October 24, 2008, - 11:48 am
By Debbie Schlussel
Occasionally in the liberal mainstream media, you’ll see a quote in which someone using ebonics or some other incorrect form of grammar and speech is quoted word for word.
It used to be a pet peeve of mine. I used to think that if a reporter quotes someone in a news story as saying, for example, “He do it,” instead of “He did it”, that showed that the reporter was racist and mocking the uneducated person he was quoting, usually a minority. I thought the only person who should be quoted that way is the guy from the ephemeral XFL, “He Hate Me”, since it was on his jersey.
But I long ago changed my mind on this. Accuracy is important. And a reporter quoting improper English as it was uttered by the utterer is, in fact, accuracy. We get to read or hear what the person actually said in a news story and not what a liberal, agenda-laden reporter wants us to think they said.

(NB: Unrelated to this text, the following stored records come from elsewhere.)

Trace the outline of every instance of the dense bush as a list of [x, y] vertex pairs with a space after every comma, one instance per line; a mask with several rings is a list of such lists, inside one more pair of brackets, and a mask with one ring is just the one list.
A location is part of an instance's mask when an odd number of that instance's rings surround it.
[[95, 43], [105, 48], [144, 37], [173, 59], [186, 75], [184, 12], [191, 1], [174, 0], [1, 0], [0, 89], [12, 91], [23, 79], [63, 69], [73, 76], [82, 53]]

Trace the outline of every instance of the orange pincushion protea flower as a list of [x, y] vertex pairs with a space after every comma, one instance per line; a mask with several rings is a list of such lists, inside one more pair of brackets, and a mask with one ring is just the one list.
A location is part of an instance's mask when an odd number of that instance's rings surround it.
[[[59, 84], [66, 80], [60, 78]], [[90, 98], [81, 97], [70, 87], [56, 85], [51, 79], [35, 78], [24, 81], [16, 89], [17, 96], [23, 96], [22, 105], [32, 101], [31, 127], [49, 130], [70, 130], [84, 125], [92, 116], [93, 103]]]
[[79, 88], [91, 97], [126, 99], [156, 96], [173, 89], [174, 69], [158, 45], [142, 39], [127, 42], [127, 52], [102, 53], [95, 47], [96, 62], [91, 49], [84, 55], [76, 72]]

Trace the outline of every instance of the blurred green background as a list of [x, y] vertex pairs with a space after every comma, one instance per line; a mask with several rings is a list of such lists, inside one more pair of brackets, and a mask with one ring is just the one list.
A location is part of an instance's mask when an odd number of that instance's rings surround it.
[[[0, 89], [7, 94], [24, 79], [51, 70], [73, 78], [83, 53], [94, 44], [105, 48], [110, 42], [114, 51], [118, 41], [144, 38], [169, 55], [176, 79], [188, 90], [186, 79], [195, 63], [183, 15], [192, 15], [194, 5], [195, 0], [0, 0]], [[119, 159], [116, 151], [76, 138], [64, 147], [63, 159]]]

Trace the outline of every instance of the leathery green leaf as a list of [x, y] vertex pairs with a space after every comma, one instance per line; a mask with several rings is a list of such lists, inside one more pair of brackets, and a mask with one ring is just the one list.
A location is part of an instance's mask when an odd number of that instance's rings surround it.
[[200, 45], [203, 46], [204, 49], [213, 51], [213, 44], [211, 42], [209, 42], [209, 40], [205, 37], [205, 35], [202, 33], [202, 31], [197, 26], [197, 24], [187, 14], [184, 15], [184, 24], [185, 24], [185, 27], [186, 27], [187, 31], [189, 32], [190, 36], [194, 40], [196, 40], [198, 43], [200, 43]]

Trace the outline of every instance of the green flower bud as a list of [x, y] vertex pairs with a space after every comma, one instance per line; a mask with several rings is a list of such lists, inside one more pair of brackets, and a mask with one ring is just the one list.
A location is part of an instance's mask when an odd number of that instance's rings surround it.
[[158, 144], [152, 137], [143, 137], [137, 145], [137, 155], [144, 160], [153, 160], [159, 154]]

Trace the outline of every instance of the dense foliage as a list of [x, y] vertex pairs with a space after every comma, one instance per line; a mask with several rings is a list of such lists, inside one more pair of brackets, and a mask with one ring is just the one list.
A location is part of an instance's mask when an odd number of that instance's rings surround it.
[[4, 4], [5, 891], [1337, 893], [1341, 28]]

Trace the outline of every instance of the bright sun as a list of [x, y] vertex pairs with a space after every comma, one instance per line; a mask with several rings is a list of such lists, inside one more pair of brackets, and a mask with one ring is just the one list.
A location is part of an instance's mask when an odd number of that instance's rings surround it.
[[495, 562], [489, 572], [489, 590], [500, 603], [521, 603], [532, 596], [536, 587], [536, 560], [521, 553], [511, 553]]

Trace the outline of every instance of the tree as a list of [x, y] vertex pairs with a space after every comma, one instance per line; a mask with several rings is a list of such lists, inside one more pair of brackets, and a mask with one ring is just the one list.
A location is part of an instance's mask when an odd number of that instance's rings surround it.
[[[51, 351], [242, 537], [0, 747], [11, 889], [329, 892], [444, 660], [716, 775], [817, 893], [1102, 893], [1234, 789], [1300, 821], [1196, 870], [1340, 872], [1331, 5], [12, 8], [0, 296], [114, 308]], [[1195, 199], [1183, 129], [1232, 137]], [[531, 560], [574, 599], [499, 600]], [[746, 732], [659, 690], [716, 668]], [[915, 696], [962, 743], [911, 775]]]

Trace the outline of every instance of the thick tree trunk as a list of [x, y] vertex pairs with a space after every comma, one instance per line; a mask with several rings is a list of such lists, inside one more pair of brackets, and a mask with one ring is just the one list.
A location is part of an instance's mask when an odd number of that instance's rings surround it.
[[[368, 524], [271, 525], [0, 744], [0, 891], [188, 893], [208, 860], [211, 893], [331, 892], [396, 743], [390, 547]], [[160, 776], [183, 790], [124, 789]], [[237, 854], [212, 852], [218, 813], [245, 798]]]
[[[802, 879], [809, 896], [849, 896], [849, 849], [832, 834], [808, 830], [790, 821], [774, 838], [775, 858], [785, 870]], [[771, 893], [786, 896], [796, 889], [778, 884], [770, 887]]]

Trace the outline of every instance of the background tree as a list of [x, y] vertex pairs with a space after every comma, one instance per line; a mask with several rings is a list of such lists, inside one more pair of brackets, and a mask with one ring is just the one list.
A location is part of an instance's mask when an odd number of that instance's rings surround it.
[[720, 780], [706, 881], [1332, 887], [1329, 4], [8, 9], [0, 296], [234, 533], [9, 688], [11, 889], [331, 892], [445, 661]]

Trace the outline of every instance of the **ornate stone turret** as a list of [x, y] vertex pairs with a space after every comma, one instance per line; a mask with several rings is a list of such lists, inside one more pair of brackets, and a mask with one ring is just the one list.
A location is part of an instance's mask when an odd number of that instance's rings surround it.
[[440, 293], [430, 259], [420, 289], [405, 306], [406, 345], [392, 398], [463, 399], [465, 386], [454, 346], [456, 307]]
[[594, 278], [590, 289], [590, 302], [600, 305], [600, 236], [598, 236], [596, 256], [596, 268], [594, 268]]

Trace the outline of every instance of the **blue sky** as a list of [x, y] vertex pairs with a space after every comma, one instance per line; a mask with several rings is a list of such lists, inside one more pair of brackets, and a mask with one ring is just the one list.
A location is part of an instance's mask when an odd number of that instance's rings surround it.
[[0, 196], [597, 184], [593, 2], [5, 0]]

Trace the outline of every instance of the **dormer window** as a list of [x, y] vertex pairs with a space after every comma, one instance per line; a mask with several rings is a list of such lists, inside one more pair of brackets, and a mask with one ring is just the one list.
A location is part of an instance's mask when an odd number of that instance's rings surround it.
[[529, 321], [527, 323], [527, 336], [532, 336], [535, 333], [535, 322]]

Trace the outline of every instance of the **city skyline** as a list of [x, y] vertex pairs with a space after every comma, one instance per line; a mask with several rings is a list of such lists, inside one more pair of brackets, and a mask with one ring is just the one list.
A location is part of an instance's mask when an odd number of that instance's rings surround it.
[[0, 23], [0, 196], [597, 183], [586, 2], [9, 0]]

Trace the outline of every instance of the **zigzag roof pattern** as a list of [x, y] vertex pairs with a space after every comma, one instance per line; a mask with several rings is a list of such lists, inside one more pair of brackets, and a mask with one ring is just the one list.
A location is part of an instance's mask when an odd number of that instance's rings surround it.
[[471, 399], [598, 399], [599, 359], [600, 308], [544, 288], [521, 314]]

What Do They Have in Common? . . .
That brings me to Michael Hiestand, the “Sports on TV” columnist for USA Today. Last Sunday, I was watching “FOX NFL Sunday”, and I heard Terry Bradshaw–whom I like, as I find him funny and entertaining–utter one of the sayings that is another thing that gets on my nerves. In talking about the NFL raising the face value of Superbowl tickets to $1,000, he said, “They could care less” about fans.
But that’s improper. It’s not good English. The correct phrase is, “They couldn’t care less”, or “they could NOT care less”. If they could care less, that makes the opposite of your point. It means that they do care a little bit–that they care more than the least amount they could care.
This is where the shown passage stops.